I was talking with a friend of a friend tonight and her work with traumatized children came up. Since we’re in similar social circles, I made assumptions about her background that turned out to be untrue. I acknowledged how unfair and heartbreaking it is that some children have to go through things like that while others, like me (and I almost said “like us”), experienced this idealized version of childhood.
There was a nod and a long pause. “I used to be so jealous of kids like you,” she said eventually. Because she didn’t grow up with that ideal childhood after all, which is what motivates her to do the work that she does.
Thanksgiving is my favorite holiday and I’ll be spending it, like most years, with my family in Sacramento. There may be moments of annoyance with each other, but the rest of it will be (knock on wood) predictably wonderful: an abundance of food, football on the television and just hanging out with one another as we digest, perhaps taking the dogs for a walk, and then a movie in the evening.

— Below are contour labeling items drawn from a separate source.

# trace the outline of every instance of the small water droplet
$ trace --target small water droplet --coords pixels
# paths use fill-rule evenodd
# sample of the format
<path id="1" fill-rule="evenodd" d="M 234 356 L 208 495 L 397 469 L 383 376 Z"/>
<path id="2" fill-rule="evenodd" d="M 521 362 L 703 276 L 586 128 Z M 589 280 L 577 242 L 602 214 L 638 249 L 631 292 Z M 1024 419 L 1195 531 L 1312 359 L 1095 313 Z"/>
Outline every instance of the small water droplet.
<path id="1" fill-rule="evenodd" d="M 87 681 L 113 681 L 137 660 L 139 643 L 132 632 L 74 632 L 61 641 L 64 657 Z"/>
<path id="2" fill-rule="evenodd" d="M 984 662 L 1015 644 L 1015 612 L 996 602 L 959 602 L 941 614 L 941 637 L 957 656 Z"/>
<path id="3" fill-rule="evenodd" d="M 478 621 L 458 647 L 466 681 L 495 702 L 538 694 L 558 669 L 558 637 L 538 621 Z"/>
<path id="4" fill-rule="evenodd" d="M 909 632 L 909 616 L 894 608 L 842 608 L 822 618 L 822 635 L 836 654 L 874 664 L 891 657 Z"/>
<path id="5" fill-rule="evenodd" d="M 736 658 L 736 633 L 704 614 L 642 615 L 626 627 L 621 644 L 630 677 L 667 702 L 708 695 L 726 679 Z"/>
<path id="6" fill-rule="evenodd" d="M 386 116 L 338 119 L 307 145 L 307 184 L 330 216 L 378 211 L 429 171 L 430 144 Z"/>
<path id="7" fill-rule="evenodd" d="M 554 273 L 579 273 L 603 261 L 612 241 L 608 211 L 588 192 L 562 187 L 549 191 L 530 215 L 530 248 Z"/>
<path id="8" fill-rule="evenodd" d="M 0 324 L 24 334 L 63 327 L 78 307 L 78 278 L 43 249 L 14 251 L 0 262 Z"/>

I’m so fortunate to have the family that I have and conversations like the one I had tonight just drive that home further. We drive each other crazy sometimes, but we always love and have each other’s backs regardless.
Since Thanksgiving is my favorite holiday, I’ve decided to do a week of thankfulness here on the blog, doing more intentional reflection every night on what I’m most grateful for. And first and foremost always is going to be my family.